Scientists say, that if we eat insects, we can help to improve the health of the gut biome.
Recently, there have been many studies and a lot of research around the health of the gut biome, also known as the gut mircrobiota, or what was formerly called the gut flora- literally the name given to the microbes that live in our large intestine.
So what’s the big deal? We know that we have microbes living in our bodies, and that they play important functions. For example, the microbes in the large intestine help with the production of vitamins B and K, the digestion of food that wasn’t digested in the stomach or small intestine, overall good digestive health, and act as a barrier for our immune system. (Read about more benefits.) The new news is that studies and research have shown that there is a strong correlation between the health of the gut biome and mental health.
Scientific American from March 2015, released the article: “Mental Health May Depend on the Creatures in the Gut“, written by Charles Schmidt. Depression, anxiety and psychosis, are just a few mental states that are affected by the health of the gut biome. How does this happen? Very simply, “the brain acts on gastrointestinal and immune functions that help to shape the gut’s microbial makeup, and gut microbes make neuroactive compounds, including neurotransmitters and metabolites that also act on the brain.” Simply put, the brain and the gut are intrinsically connected in a variety of ways. The brain affects the gut, and the gut in turn affects the brain.
This infographic by Niki Strealy shows the link between the gut and the brain clearly and simply.
Now if that isn’t cool enough, get this. Probiotics have had tons of play in the health and nutrition conversation. Probiotics stimulate the growth of the microbes in the gut. There are many foods that are a good source of probiotic, that have been in the spotlight for some time, such as yogurt, sauerkraut, and miso. For a probiotic to thrive, it needs to ‘eat’ also, and it feeds on prebiotics. Without a prebiotic, the probiotic is practically rendered useless.
What are prebiotics and where can we find them? “In a nutshell, prebiotics are a type of fiber. They are un-digestible plant fibers that already live inside the large intestine. The more food, or prebiotics, that probiotics have to eat, the more efficiently these live bacteria work and the healthier your gut will be.” (Read more here)
The exoskeleton of the insect is rich in prebiotic fiber and oligosaccharides. One can find prebiotics in other food aside from insects such as raw chicory root, or raw Jerusalem artichokes, raw asparagus, raw bananas, raw garlic and raw onions. But the beauty of ingesting your prebiotic through insects, is that you can easily add insects in the form of powder into virtually any other food. (Check out some amazing insect recipes here.) Insect powder such as cricket powder can be easily be added to soups as a thickener, salad dressings as a nutrient boost, and baked goods and pastas to enrich these foods that are usually devoid of high nutritional value with protein, fiber and other nutrients. Once insects are dry-roasted, the entire insect, fiber-rich exoskeleton included, is milled into a fine powder. The integrity of the benefits is unchanged as the insect morphs from roasted form, to milled form, and into your food.

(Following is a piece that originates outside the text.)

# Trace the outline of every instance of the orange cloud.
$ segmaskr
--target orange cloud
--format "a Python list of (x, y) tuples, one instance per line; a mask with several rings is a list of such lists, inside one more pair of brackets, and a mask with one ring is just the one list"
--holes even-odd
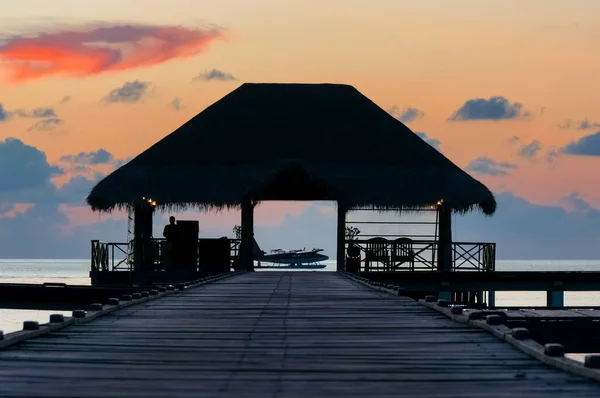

We know there are many benefits to eating insects. Entomophagy (eating insects) is taking the western world by storm because of its high protein, calcium, iron, B12, and amino acid content, and its relatively small ecological ‘foodprint’ when compared to every other protein source on the planet.
The story that is making the headline as of late is the fiber and prebiotic story of the entomophagy, and the impact that prebiotics can have on our physical and mental health.